The 19-year-old autistic young man loves all things active — things like swimming, bike-riding, and running. His mom, Amy Hansel, says Dane doesn’t like many indoor activities like playing with toys, games, or watching TV; he “likes to be outside, and if he could just be outside and play as long as he wanted, he would be so much happier.”

But Dane has several challenges which make it difficult for him to be in the environment that would make him happiest, doing the activities he needs in order to thrive.

He can’t be outside without a fenced-in yard because, according to his mom, “he’ll elope” — a word used within the autism community to describe people who run away or leave the safety of their surroundings without permission.

Although Dane was diagnosed with autism early in his life after he stopped talking when he was around 2 years old and was in early intervention programs such as Birth-to-3 and then preschool, Amy said “he started having behaviors around the age when kids are wanting to talk more and he started to get aggressive.”

Dane is also nonspeaking, and won’t use the communication devices he’s used in the past. Part of that regression came “when COVID hit and he went downhill very fast.” At the time, Dane was a young teenager, and the change in routine when school shut down threw his world off-kilter. Amy said Dane “would get dysregulated every day and had a lot of challenges.”
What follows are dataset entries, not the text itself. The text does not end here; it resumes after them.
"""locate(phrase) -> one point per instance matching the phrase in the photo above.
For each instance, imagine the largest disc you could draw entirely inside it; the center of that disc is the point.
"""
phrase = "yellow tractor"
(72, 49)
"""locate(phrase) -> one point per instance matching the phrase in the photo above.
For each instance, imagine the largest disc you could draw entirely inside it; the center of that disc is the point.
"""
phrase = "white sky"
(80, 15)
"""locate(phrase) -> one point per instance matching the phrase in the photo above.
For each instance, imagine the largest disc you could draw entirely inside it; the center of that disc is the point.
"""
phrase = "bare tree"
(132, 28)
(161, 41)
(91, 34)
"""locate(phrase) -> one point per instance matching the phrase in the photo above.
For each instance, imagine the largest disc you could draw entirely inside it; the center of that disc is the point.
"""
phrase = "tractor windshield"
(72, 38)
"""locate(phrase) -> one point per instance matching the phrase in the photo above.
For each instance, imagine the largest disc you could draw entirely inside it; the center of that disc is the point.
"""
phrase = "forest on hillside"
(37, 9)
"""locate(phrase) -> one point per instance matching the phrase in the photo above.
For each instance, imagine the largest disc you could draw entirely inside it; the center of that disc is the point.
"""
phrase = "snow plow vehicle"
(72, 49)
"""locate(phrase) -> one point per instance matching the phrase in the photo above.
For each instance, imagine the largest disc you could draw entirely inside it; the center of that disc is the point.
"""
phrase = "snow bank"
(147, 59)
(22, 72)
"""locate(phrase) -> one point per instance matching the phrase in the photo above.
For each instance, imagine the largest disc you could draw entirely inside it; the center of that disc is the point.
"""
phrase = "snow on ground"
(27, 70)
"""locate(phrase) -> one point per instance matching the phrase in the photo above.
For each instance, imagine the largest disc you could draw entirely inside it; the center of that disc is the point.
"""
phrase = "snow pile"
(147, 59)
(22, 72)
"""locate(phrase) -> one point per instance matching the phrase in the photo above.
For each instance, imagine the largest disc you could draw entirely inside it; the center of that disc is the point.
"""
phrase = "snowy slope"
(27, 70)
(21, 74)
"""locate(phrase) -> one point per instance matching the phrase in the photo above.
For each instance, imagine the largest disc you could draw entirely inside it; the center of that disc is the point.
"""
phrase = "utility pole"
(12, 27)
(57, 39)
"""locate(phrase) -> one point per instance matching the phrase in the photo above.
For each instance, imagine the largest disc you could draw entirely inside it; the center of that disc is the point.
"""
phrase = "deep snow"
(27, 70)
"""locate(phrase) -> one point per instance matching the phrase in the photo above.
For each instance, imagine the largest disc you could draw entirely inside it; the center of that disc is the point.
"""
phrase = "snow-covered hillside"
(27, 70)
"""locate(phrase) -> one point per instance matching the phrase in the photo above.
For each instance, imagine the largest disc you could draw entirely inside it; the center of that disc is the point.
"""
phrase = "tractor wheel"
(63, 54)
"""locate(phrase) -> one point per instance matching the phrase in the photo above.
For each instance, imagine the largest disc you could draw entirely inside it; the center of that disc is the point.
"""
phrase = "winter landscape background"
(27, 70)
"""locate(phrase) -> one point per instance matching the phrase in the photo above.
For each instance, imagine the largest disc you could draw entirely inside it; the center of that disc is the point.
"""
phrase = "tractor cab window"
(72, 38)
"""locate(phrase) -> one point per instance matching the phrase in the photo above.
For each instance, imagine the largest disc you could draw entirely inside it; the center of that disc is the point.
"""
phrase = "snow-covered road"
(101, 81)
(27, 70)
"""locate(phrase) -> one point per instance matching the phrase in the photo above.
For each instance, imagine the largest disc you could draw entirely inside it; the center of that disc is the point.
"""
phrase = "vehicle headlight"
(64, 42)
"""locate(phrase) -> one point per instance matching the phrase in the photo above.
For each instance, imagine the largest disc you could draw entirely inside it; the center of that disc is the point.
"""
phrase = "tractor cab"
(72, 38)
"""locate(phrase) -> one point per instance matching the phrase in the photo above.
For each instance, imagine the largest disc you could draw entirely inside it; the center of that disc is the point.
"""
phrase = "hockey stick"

Dane has been in and out of behavioral clinics (and hospitals when he’s had to be admitted due to crises), but those are all temporary living situations. What he really needs is a place to live with 24/7 supervision, where he’s free to be active and outside as much as possible without fear that he’ll run away.

Amy has been searching for such a place for years, and when she couldn’t find one suited to Dane’s needs, she decided to build her own.